Her ne kadar 1800’lü yıllarda Missisippi Nehrinin debisinin ölçüldüğü biliniyor olsa da, dünyada iklimle ilgili modern meteoroloji istasyonlarının kurulması ve bu sayede sağlıklı güvenilir veriler meteorolojik verilerin elde edilmeye başlanması ancak 1950’li yıllardan sonra mümkün olmaya başlamıştır. Ülkemizde ise 1868’de Kandilli rasathanesinin kurulması ile gözlem ve tahminler yapılmaya başlanmıştır.

Günümüzde dünyanın çapında binlerce istasyondan alınan veriler bir araya getirilerek hava tahminleri yapılmaktadır. Ancak dünyanın 510 milyon km² yüzölçümünün çok sınırlı alanlarında ve yerleşim yerlerine yakın istasyonlardan alınan veriler kullanılmaktadır. Okyanuslarda, su yüzeylerinde, kutuplarda, Amazon ormanlarında, devasa çöllerde pek fazla istasyon bulunmamaktadır.   

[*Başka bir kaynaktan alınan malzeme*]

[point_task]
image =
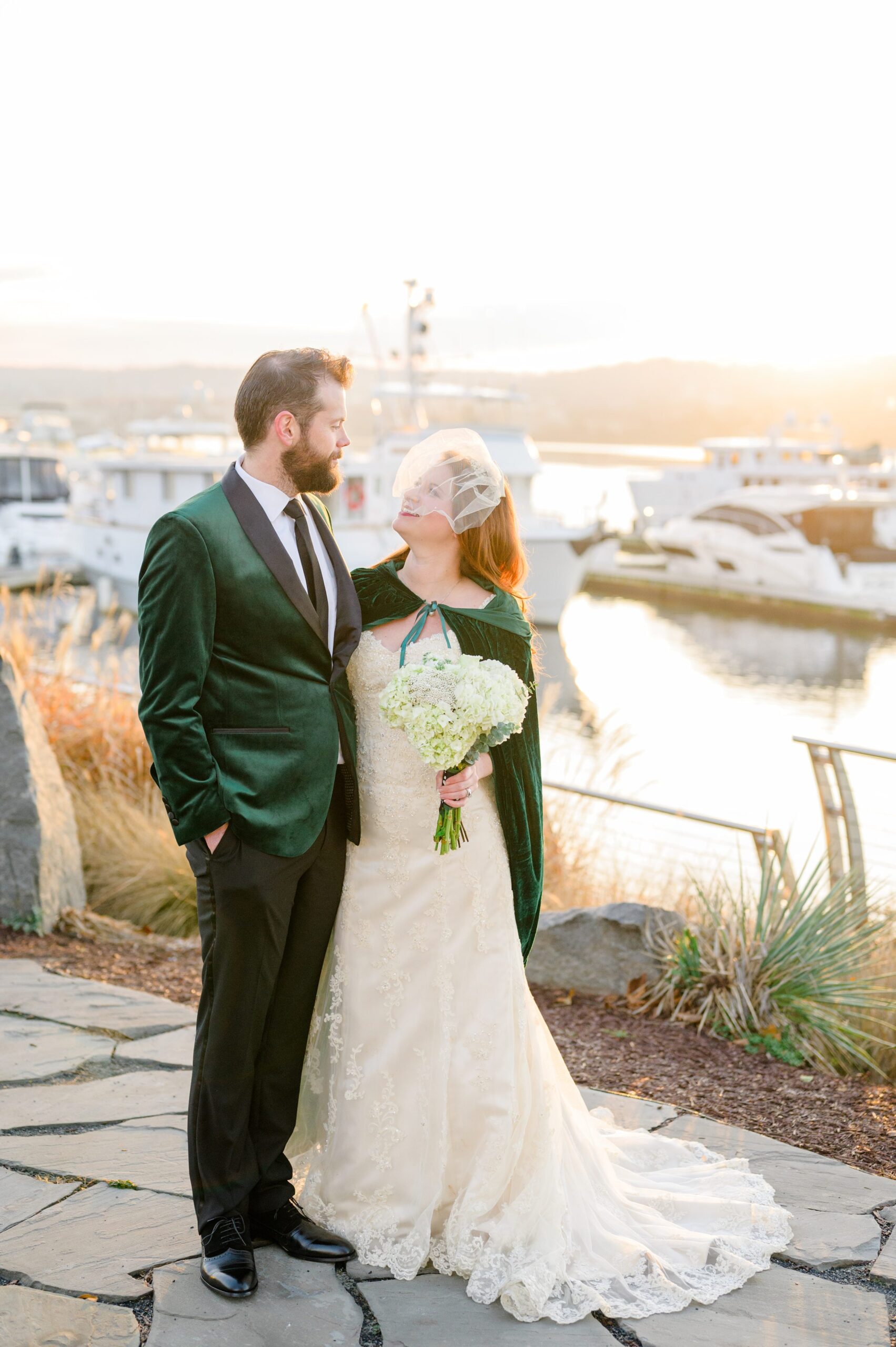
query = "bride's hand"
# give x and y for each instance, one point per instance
(457, 790)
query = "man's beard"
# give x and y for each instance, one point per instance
(309, 473)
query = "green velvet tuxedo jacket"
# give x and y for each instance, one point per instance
(241, 703)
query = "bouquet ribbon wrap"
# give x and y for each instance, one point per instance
(496, 632)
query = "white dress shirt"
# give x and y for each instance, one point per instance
(274, 503)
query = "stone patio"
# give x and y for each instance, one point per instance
(96, 1214)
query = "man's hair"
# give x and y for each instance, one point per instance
(286, 380)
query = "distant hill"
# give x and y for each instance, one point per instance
(665, 402)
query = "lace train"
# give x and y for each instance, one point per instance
(438, 1121)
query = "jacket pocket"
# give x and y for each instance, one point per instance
(254, 729)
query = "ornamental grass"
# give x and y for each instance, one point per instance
(808, 977)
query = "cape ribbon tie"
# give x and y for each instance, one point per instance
(419, 624)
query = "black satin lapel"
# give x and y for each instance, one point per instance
(348, 608)
(260, 531)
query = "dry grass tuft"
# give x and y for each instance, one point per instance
(133, 867)
(805, 977)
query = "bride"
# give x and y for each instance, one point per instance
(437, 1120)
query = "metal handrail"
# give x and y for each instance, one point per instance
(764, 838)
(839, 807)
(844, 748)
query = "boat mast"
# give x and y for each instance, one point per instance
(417, 332)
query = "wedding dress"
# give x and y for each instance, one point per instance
(437, 1119)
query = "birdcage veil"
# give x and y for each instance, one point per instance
(452, 473)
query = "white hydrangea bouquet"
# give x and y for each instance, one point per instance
(452, 711)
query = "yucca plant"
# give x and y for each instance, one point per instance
(789, 973)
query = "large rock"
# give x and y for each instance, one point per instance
(26, 988)
(34, 1048)
(138, 1094)
(99, 1240)
(42, 1319)
(23, 1197)
(438, 1312)
(596, 949)
(830, 1202)
(147, 1152)
(884, 1266)
(39, 849)
(628, 1112)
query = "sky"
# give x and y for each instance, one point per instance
(578, 182)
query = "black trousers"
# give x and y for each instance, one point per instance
(265, 923)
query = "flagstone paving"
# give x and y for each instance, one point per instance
(173, 1048)
(68, 1230)
(34, 1048)
(42, 1319)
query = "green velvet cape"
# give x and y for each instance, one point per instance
(496, 632)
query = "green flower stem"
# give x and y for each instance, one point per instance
(449, 826)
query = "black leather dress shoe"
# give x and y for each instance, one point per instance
(228, 1260)
(298, 1235)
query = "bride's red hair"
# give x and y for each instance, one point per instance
(492, 551)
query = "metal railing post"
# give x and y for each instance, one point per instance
(839, 806)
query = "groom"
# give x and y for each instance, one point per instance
(247, 619)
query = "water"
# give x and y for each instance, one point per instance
(710, 702)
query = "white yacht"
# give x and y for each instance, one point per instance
(814, 546)
(34, 492)
(774, 460)
(120, 492)
(414, 406)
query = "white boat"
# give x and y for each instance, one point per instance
(120, 494)
(816, 546)
(741, 461)
(34, 494)
(414, 406)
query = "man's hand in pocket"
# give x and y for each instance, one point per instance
(213, 838)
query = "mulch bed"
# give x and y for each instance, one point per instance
(611, 1048)
(604, 1047)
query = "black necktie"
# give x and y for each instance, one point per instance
(310, 565)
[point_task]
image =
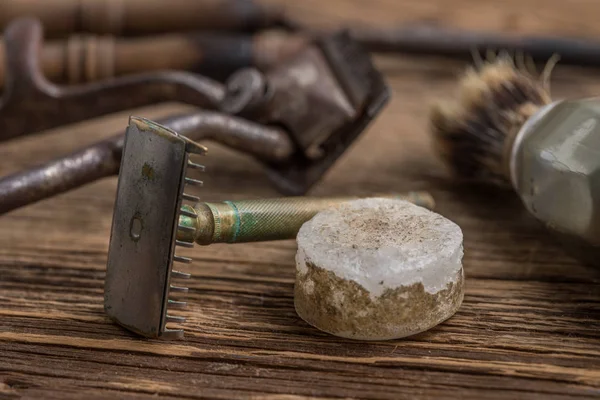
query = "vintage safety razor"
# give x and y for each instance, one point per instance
(154, 216)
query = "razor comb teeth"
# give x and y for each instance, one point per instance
(186, 211)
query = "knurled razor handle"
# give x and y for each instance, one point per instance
(262, 220)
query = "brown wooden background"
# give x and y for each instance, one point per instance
(529, 326)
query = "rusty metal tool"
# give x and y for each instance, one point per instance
(307, 112)
(423, 39)
(88, 58)
(154, 217)
(139, 17)
(30, 103)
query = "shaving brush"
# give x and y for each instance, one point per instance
(503, 127)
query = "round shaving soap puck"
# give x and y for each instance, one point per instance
(378, 269)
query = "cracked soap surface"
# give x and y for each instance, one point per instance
(376, 269)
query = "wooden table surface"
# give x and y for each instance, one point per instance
(529, 326)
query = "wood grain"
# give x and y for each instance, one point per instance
(529, 326)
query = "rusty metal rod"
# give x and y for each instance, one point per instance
(428, 40)
(103, 159)
(141, 17)
(89, 58)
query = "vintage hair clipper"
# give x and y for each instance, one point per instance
(152, 220)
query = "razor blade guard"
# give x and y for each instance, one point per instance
(144, 229)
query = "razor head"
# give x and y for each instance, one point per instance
(143, 238)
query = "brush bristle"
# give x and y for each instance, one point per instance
(471, 133)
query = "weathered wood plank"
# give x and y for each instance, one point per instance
(529, 326)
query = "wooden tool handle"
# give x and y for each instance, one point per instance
(136, 17)
(88, 58)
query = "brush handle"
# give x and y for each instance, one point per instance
(139, 17)
(264, 219)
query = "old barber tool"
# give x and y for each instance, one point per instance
(88, 58)
(310, 109)
(137, 17)
(154, 216)
(504, 127)
(30, 103)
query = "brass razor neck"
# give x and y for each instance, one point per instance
(263, 219)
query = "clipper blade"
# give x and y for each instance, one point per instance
(143, 239)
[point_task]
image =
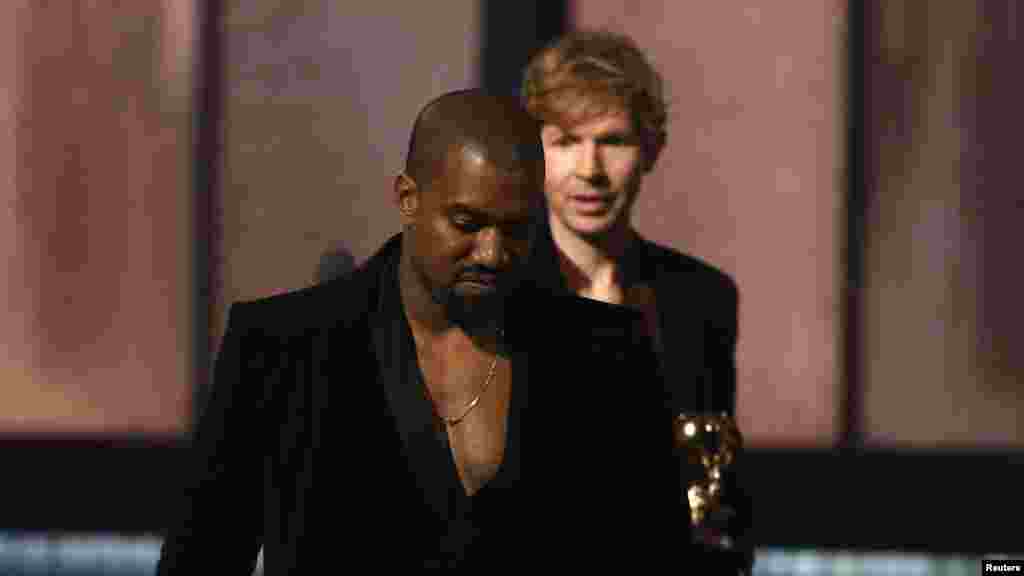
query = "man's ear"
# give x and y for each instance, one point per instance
(407, 196)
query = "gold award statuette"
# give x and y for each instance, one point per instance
(710, 443)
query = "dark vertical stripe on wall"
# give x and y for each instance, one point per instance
(206, 169)
(852, 410)
(511, 32)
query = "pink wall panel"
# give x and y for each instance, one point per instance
(94, 231)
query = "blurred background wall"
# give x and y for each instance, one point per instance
(95, 237)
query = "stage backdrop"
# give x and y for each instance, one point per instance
(321, 98)
(95, 240)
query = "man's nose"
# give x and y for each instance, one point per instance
(589, 164)
(491, 248)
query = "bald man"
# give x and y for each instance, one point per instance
(434, 407)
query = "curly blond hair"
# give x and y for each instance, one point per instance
(588, 73)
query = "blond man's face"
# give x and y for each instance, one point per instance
(593, 172)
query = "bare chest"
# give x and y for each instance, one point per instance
(470, 394)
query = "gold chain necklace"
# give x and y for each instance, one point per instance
(472, 403)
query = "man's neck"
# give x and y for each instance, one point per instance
(593, 266)
(423, 313)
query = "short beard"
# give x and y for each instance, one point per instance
(472, 314)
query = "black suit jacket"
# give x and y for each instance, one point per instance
(299, 449)
(697, 320)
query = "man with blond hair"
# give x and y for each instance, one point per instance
(602, 112)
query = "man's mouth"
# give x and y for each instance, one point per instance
(592, 202)
(482, 280)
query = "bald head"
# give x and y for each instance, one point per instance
(479, 127)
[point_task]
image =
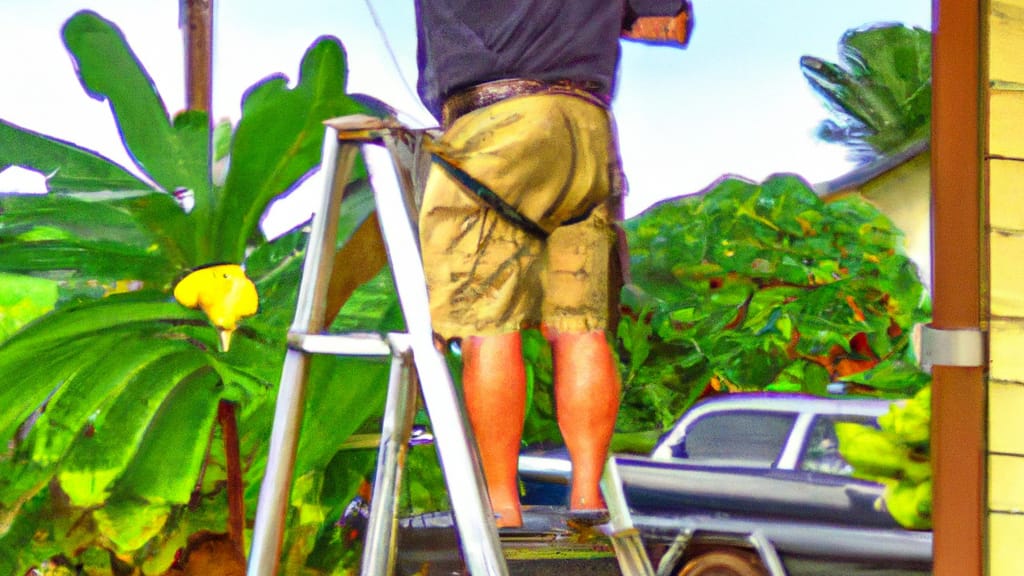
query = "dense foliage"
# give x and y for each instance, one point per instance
(110, 400)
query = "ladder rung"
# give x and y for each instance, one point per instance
(358, 343)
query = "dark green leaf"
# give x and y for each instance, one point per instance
(278, 141)
(116, 430)
(180, 426)
(175, 155)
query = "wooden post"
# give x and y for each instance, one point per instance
(197, 24)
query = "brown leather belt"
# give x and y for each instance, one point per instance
(493, 92)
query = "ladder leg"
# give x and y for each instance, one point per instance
(271, 508)
(456, 446)
(379, 550)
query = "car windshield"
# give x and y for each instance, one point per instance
(743, 438)
(821, 454)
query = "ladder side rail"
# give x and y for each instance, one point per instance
(456, 447)
(380, 546)
(337, 163)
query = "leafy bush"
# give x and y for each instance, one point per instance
(765, 286)
(897, 454)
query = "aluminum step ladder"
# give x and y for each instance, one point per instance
(415, 364)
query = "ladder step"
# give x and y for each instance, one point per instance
(354, 343)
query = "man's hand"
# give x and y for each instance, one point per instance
(663, 30)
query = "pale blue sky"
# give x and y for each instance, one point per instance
(734, 101)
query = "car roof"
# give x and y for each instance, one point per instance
(782, 402)
(770, 402)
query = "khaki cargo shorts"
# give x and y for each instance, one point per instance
(553, 159)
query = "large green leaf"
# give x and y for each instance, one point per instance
(173, 154)
(67, 167)
(279, 140)
(880, 90)
(24, 298)
(104, 261)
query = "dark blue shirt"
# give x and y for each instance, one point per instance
(467, 42)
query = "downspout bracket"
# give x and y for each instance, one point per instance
(960, 347)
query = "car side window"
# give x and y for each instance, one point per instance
(748, 438)
(821, 451)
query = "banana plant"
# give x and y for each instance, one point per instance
(111, 454)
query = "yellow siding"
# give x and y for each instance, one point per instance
(1006, 541)
(1006, 237)
(1007, 206)
(1006, 410)
(1008, 274)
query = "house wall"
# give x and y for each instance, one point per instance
(1004, 232)
(904, 195)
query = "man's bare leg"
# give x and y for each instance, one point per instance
(587, 388)
(494, 379)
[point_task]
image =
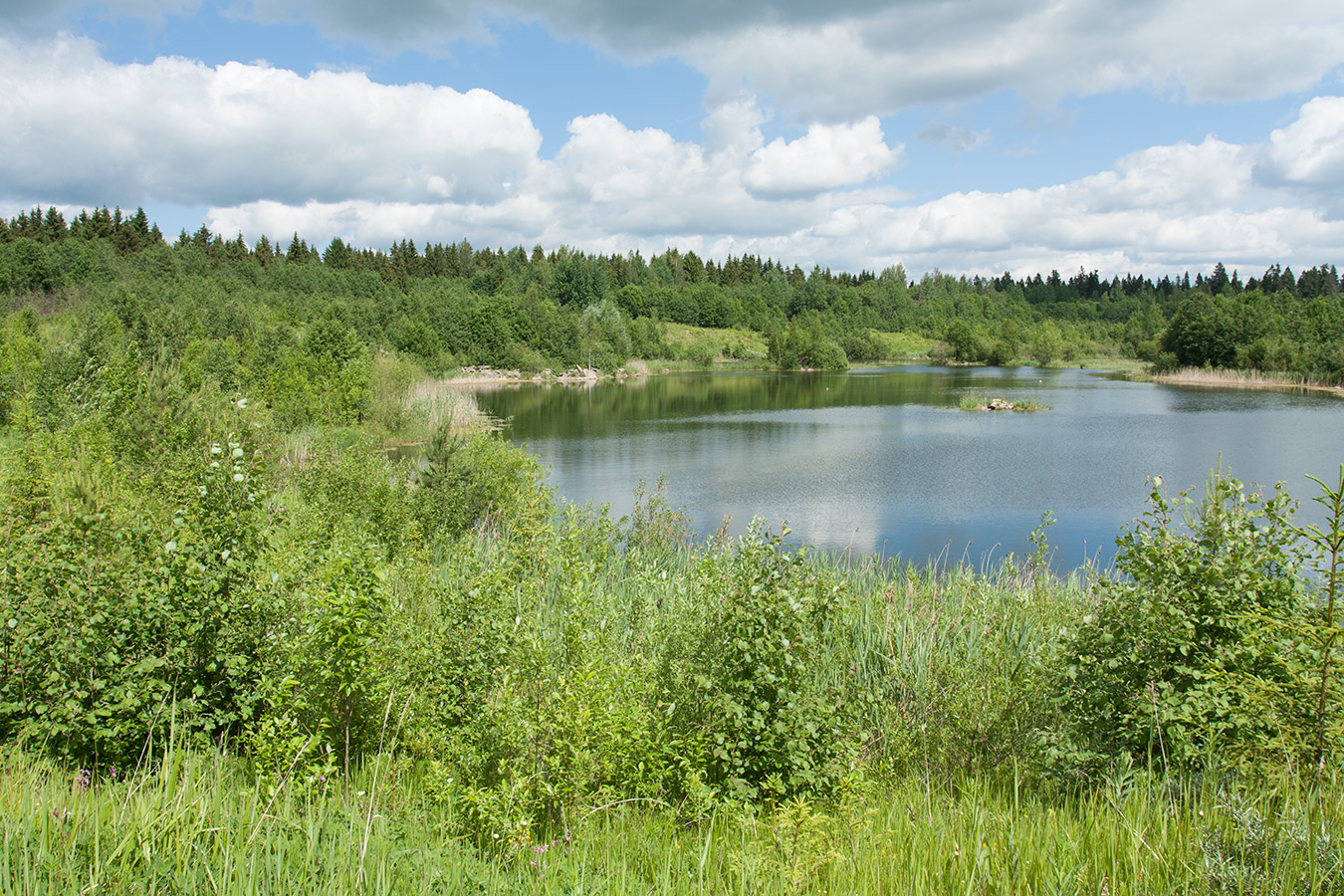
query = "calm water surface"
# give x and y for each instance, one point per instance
(883, 460)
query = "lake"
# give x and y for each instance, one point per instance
(884, 461)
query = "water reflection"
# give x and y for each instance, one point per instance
(883, 460)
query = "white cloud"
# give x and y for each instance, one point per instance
(1310, 150)
(841, 61)
(329, 153)
(821, 160)
(74, 125)
(953, 137)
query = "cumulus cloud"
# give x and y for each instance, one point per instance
(821, 160)
(74, 125)
(953, 137)
(840, 61)
(331, 153)
(1163, 210)
(1308, 154)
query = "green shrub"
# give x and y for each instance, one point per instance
(477, 480)
(752, 700)
(1178, 657)
(121, 617)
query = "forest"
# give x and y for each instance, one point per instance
(245, 650)
(244, 311)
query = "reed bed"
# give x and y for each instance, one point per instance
(199, 823)
(1242, 379)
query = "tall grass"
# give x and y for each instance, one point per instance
(199, 823)
(1242, 379)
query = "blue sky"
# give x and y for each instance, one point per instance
(979, 135)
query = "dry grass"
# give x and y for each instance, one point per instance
(1240, 379)
(436, 403)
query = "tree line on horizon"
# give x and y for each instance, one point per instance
(453, 304)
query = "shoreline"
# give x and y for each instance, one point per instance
(1242, 379)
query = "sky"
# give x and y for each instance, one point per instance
(967, 135)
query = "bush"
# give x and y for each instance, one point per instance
(477, 480)
(753, 704)
(1178, 658)
(122, 618)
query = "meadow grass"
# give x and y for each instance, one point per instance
(198, 822)
(1242, 379)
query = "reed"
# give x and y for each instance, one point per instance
(1242, 379)
(198, 823)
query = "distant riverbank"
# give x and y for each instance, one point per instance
(1242, 379)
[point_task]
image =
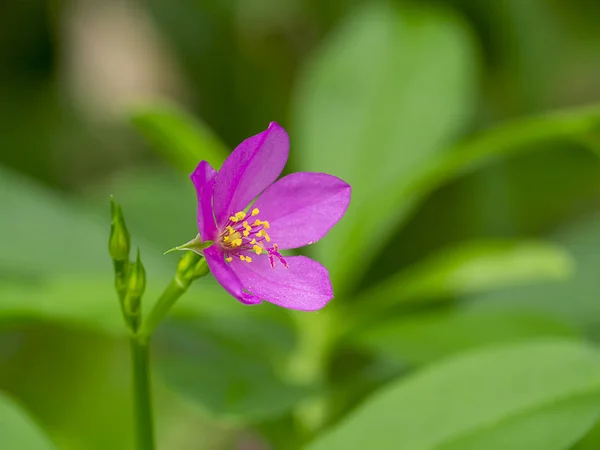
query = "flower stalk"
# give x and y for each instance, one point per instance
(130, 285)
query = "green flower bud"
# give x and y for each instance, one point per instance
(135, 290)
(137, 279)
(191, 266)
(119, 242)
(186, 267)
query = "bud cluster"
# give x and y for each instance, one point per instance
(130, 276)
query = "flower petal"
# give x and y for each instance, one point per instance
(227, 277)
(302, 207)
(250, 168)
(204, 181)
(305, 285)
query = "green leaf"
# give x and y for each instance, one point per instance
(485, 148)
(181, 139)
(374, 105)
(470, 268)
(575, 300)
(557, 427)
(228, 365)
(422, 338)
(500, 392)
(17, 429)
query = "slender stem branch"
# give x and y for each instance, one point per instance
(160, 310)
(142, 399)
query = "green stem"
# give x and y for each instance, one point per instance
(162, 307)
(142, 399)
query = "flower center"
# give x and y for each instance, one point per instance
(242, 235)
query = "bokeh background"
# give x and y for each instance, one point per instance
(466, 127)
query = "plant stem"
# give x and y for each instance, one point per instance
(162, 307)
(142, 399)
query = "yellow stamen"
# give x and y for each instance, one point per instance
(263, 233)
(264, 223)
(247, 228)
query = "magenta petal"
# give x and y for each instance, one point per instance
(204, 181)
(302, 207)
(305, 285)
(227, 277)
(250, 169)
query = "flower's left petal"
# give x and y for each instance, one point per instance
(227, 277)
(249, 170)
(204, 181)
(302, 207)
(304, 285)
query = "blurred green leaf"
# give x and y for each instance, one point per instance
(508, 391)
(144, 191)
(472, 267)
(556, 427)
(44, 233)
(181, 139)
(575, 300)
(229, 366)
(418, 339)
(17, 429)
(470, 155)
(387, 91)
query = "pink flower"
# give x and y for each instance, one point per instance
(296, 210)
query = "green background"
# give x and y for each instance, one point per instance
(466, 271)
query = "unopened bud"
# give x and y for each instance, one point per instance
(137, 279)
(135, 290)
(119, 242)
(186, 266)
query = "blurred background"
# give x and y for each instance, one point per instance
(466, 127)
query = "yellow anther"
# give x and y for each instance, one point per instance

Buzullarda yapılan incelemelerle binlerce yıllık bir zamanda görülen iklim değişiklikleri ortaya konulabiliyor. Jeolojik dönemlerde yaşanmış klimatik anomaliler (iklimsel dalgalanmalar) belirlenebiliyor. Dikkat edilirse bu olaylar binlerce yıllık bir süreçte gerçekleşiyor. Ancak son 300 yıldır hiç olmadığı kadar sera gazı salınımı ve hava kirliliğinin etkisi tabi ki yadsınamaz. Ülkemizde son kırk yılda en kurak geçen 6 yıl sırasıyla 1981, 2008, 1999, 2000, 2008, 2020 yıllarıdır. 2022 yılı ise şimdiden son 110 yılın en yağışlı yılı olacak gibi duruyor.  

İnsanlığın dünya üzerinde bulunduğu dönem bile dünyanın yaşına kıyasla çok kısa bir süredir. Hal böyleyken bir insanın ömrü dünyaya kıyasla bir kelebeğin ömründen bile kısadır. Bu kısa süreyi baz alarak, eskiden iklim şöyleydi, yok eskiden şu kadar kar yağıyordu, yok şu kadar kuraklık olmuştu, gibi ifadeleri yukarıdaki iklim süreçleri ile kıyaslamak gülünç olur. Yani mart ayının soğuk geçmesi, eylül ayının sıcak ve kurak geçmesi öyle çok olağanüstü bir olay değil, dünyanın doğal iklimsel bir döngüsüdür.